4.1 COMPANY shall pay REPRESENTATIVE as compensation a
commission at the Commission Rate applied to Net Advertising Revenues resulting
from Advertising Contracts solicited solely by REPRESENTATIVE and included in
the invoiced amount, and after deducting any discounts, credits or offsets, if
any.
4.2 REPRESENTATIVE shall be granted, as of the April 2, 2001
commencement of the Term, a warrant to purchase 20,000 shares of NTN common
stock at a price of $0.50 per share, exercisable by REPRESENTATIVE for a period
of three (3) years through and including April 1, 2001 (the "Warrant"). The
Warrant shall vest and become exercisable as to one-twelfth (1/12th) of the
total shares of common stock issuable thereunder on the last business day of
April 2001 and each month immediately thereafter, subject to REPRESENTATIVE's
continuous representation of COMPANY as set forth herein.
4.3 If the Agreement is terminated by COMPANY or expires
without renewal, COMPANY shall pay to REPRESENTATIVE a commission at the rate of
fifteen percent (15%) of Net Advertising Revenue received by COMPANY for any
Advertising Contract solicited solely by REPRESENTATIVE, existing at the time of
termination or expiration, that renews during the twelve (12) month period
immediately subsequent to expiration or termination of the Advertising Contract
(the "Surviving Commission").

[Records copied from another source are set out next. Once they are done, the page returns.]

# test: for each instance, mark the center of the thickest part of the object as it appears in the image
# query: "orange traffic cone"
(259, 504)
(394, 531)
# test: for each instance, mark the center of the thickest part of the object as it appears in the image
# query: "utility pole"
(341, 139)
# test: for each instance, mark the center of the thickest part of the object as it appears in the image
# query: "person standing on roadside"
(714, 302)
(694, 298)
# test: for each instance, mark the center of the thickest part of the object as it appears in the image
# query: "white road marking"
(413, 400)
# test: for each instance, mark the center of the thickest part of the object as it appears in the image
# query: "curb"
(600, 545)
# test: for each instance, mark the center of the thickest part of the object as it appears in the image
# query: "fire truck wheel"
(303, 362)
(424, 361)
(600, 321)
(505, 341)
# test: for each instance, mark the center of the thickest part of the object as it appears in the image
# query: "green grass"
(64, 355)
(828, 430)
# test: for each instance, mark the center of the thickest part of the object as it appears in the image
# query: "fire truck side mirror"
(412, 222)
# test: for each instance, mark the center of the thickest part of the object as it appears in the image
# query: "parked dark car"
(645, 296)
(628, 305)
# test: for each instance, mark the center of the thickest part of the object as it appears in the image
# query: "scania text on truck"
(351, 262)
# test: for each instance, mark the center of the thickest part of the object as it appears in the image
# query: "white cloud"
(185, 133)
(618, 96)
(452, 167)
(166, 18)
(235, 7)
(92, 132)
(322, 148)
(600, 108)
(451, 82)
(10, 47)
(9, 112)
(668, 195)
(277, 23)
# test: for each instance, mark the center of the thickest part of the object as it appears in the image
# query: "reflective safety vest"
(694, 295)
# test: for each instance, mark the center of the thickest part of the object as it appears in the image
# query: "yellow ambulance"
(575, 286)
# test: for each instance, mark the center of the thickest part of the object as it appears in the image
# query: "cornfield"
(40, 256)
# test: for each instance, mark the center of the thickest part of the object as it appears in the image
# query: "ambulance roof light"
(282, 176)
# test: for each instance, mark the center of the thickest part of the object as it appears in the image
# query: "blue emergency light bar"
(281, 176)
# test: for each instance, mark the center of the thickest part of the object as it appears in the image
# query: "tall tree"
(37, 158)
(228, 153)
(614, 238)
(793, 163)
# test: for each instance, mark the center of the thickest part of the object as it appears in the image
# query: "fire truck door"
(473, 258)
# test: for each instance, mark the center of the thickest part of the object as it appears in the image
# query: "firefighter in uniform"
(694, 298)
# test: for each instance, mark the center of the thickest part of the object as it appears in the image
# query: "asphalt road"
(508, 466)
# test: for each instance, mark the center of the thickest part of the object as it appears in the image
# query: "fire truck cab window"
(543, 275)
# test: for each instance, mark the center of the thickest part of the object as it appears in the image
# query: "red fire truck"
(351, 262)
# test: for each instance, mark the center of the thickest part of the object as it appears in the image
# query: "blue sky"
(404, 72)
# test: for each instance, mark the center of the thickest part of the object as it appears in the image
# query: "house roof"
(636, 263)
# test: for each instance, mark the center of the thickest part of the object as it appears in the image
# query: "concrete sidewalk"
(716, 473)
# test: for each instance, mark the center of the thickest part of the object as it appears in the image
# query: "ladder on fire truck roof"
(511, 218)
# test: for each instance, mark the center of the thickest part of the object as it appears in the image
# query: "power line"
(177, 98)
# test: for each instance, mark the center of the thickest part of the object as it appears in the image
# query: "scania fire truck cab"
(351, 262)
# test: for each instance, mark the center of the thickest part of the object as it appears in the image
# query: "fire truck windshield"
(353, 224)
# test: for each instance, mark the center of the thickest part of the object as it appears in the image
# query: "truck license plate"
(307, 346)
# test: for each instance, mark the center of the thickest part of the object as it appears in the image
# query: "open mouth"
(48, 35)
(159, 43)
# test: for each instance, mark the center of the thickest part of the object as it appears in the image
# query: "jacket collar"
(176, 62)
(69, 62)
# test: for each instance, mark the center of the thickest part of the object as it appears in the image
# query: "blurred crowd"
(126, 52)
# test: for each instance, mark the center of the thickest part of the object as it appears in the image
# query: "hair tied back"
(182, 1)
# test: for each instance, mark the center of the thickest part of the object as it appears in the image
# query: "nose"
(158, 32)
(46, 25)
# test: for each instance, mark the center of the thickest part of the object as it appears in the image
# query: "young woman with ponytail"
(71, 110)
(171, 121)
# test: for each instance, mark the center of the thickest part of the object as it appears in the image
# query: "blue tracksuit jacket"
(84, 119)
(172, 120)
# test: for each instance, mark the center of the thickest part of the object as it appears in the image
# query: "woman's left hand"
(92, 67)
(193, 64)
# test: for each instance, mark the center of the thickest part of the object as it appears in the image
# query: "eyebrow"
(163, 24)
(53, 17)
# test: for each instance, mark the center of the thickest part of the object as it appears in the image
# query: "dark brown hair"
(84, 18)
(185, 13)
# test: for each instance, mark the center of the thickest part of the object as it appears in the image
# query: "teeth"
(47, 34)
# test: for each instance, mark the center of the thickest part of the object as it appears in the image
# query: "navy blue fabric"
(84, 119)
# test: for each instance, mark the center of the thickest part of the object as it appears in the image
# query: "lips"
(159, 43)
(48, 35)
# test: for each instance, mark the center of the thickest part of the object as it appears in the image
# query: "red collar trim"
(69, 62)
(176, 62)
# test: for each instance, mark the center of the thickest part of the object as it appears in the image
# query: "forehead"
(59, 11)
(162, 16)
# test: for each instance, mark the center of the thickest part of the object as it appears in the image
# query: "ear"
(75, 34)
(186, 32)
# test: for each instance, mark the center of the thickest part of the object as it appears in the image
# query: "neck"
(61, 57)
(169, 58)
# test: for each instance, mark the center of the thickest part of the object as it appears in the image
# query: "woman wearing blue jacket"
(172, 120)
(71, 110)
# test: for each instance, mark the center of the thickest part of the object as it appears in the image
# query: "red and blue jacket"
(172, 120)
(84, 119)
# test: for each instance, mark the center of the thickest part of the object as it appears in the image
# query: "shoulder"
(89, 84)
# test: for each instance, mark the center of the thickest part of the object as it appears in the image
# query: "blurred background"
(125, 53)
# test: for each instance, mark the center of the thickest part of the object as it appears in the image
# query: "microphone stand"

In the event this Agreement is terminated by
REPRESENTATIVE, no Surviving Commission will be payable hereunder.
4.4 REPRESENTATIVE shall be entitled to no other compensation
or consideration for the performance of REPRESENTATIVE hereunder.
Notwithstanding any other provision of this Agreement, REPRESENTATIVE shall not
be entitled to any compensation from COMPANY in respect of any Advertising
Contracts to the extent that the compensation from the advertiser to the COMPANY
under such Advertising Contract is in the form of in-kind or trade credit and
not cash.
4.5 Commissions shall be paid within thirty (30) days of the
date of any COMPANY invoice for Net Advertising Revenues or upon payment of
invoice, whichever occurs first. With each commission payment, COMPANY will
provide to REPRESENTATIVE a written accounting of all Advertising Contracts for
which commissions are being paid, including the client's name, and the invoice
number, and the rate of commission for each order, and information concerning
any reductions offset against the commissions or billed to REPRESENTATIVE.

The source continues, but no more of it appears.